# 1. Load the necessary libraries

In [1]:
import pandas as pd
import numpy as np
import os
import shutil
from os.path import exists

In [2]:
# Define full path and load dataframe with the original data
full_path = '/home/jari/code/GuillaumeRib/project-cancer-detection/raw_data/train/'
df_labels = pd.read_csv('../raw_data/train_labels.csv')

# 2. Analyze the datasets

In [14]:
# Original dataset sizes as downloaded from Kaggle
test_org = 57500 # original size of test dataset
train_org = df_labels.shape[0] # original size of train dataset
total_org = int(test_org + train_org) # original total size of dataset
ratio_org = test_org/total_org # original ratio test/total

# New dataset sizes (without original test dataset since we do not have its labels)
total_new = train_org # new total size of dataset
test_new = int(np.round(ratio_org * total_new,0)) # new size of test dataset
train_new = total_new - test_new # new size of train dataset

# Original dataset labels
values = df_labels.value_counts('label') # how many images do we have for each label
values_0 = values[0] # images with label=0
values_1 = values[1] # images with label=1
values_total = values_0 + values_1 # total number of images
values_0_ratio = values_0/values_total # percentage of label=0 images over total in original train dataset
values_1_ratio = values_1/values_total # percentage of label=1 images over total in original train dataset
original_ratio = f'{int(np.round(values_0_ratio*100,0))}/{int(np.round(values_1_ratio*100,0))}' # original ratio of labels (simplified)

# New dataset labels
test_new_0 = int(test_new*values_0_ratio) # number of images with label=0 in new test dataset
test_new_1 = int(test_new*values_1_ratio) # number of images with label=1 in new test dataset
train_new_0 = int(train_new/2) # number of images with label=0 in new train dataset
train_new_1 = int(train_new/2) # number of images with label=1 in new train dataset

# Print relevant results
print('New train set size:',train_new) # must fulfill 50/50 label ratio
print('New test size:',test_new) # must fulfill original label ratio
print(f'For the new test dataset we need {test_new_0} images with label=0 and {test_new_1} images with label=1 (ratio {original_ratio})')
print(f'For the new train dataset we need {train_new_0} images with label=0 and {train_new_1} images with label=1 (ratio 50/50)')
print('Images with label=0 in original train dataset:',values_0)
print('Images with label=1 in original train dataset:',values_1)
print(f'Ratio of label=0 vs. label=1 in original train dataset: {int(np.round(values_0_ratio*100,0))}/{int(np.round(values_1_ratio*100,0))}')

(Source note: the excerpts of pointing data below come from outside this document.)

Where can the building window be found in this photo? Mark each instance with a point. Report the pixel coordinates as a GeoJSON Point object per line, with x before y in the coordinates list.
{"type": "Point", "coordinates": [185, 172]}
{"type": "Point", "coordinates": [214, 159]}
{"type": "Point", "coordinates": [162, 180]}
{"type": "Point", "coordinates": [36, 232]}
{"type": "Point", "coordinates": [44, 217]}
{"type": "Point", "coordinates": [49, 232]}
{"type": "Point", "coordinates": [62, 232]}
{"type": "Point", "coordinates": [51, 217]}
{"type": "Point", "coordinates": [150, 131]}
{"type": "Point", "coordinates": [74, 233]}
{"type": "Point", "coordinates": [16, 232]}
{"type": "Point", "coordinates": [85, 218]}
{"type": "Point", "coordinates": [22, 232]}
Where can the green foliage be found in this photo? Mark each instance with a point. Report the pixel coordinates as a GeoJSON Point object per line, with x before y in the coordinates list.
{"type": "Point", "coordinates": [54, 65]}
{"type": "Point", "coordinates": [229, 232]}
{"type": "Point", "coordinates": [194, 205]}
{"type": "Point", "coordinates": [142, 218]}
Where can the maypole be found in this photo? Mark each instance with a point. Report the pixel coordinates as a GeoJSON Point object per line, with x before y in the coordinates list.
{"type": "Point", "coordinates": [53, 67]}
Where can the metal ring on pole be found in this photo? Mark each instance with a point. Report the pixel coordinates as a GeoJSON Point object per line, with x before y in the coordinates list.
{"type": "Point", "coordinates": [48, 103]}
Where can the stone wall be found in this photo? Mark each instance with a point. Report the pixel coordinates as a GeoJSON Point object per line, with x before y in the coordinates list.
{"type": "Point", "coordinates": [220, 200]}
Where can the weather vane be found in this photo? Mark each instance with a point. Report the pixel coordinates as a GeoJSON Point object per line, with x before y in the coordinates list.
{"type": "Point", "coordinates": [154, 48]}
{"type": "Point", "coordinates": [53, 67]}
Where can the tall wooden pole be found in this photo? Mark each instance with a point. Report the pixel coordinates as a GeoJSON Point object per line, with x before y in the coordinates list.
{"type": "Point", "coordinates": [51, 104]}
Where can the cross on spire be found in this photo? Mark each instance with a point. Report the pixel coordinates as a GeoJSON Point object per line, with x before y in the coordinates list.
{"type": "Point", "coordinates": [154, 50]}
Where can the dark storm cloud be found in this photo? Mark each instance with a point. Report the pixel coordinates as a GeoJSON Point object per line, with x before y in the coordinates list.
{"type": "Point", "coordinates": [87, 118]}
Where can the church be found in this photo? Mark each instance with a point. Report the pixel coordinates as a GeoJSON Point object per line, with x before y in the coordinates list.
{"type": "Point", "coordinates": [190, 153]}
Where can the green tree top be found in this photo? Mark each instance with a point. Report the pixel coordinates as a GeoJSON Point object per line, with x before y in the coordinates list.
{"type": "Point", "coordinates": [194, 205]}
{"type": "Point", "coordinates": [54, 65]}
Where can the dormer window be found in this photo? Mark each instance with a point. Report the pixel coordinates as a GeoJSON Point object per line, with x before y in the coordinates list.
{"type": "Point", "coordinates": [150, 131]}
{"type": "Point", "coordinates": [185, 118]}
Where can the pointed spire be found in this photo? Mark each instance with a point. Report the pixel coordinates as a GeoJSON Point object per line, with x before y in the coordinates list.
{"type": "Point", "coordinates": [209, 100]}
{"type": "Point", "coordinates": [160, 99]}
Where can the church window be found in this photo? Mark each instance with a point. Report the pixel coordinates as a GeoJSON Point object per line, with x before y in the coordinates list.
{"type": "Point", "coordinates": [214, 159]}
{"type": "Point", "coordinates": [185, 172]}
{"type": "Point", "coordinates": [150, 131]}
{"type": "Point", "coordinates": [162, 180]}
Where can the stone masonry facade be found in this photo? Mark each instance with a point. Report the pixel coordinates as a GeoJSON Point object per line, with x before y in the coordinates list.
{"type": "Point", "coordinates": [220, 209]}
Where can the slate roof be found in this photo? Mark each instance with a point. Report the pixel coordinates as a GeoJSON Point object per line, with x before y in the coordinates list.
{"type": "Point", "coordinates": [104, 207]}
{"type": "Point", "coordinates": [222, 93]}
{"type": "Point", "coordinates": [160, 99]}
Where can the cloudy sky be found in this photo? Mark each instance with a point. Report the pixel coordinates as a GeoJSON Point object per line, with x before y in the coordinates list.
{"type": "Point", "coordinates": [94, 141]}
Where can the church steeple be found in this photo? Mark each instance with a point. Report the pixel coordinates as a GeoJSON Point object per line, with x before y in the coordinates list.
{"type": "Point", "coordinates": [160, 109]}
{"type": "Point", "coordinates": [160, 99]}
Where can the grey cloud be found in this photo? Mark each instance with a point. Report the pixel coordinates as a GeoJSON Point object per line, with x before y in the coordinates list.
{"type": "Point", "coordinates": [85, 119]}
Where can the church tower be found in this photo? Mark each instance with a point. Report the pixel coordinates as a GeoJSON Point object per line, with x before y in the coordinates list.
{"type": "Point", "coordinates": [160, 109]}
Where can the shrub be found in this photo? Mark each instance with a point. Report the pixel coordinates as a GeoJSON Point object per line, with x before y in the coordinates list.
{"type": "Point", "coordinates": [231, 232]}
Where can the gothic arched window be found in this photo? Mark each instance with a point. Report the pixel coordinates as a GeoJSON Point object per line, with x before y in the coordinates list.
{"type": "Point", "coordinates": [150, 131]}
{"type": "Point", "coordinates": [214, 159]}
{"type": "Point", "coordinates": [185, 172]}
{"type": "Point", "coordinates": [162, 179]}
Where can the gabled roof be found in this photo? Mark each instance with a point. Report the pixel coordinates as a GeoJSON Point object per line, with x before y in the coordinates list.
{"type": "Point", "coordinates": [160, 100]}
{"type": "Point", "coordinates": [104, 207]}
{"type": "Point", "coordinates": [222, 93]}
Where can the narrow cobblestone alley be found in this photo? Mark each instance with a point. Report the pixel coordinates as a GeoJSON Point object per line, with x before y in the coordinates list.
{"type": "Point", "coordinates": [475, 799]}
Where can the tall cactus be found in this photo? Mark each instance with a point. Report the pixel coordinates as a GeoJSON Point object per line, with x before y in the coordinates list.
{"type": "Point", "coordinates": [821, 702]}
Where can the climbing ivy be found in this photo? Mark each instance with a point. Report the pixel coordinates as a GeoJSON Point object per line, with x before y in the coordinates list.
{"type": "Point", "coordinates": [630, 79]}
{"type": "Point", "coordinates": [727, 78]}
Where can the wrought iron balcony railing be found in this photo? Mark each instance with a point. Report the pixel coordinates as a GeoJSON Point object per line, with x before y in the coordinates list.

New train set size: 131194
New test size: 43245
For the new test dataset we need 25729 images with label=0 and 17515 images with label=1 (ratio 59/41)
For the new train dataset we need 65597 images with label=0 and 65597 images with label=1 (ratio 50/50)
Images with label=0 in original train dataset: 103786
Images with label=1 in original train dataset: 70653
Ratio of label=0 vs. label=1 in original train dataset: 59/41


# 3. Create the new datasets

## 3.1 Test dataset

### 3.2.1 Select test data

In [4]:
# Create list with image ids for test dataset with 59/41 ratio of label=0 vs. label=1
test_label_0 = df_labels[df_labels['label']==0].sample(n=test_new_0) # create df for new test dataset with label=0
test_label_0_ids = test_label_0['id'] # list with image ids for label=0 for test dataset
test_label_1 = df_labels[df_labels['label']==1].sample(n=test_new_1) # create df for new test dataset with label=1
test_label_1_ids = test_label_1['id'] # list with image ids for label=1 for test dataset

# Delete used rows from original dataframe so there are no data leakages between test vs. train datasets
df_labels.drop(test_label_0.index, inplace = True)
df_labels.drop(test_label_1.index, inplace = True)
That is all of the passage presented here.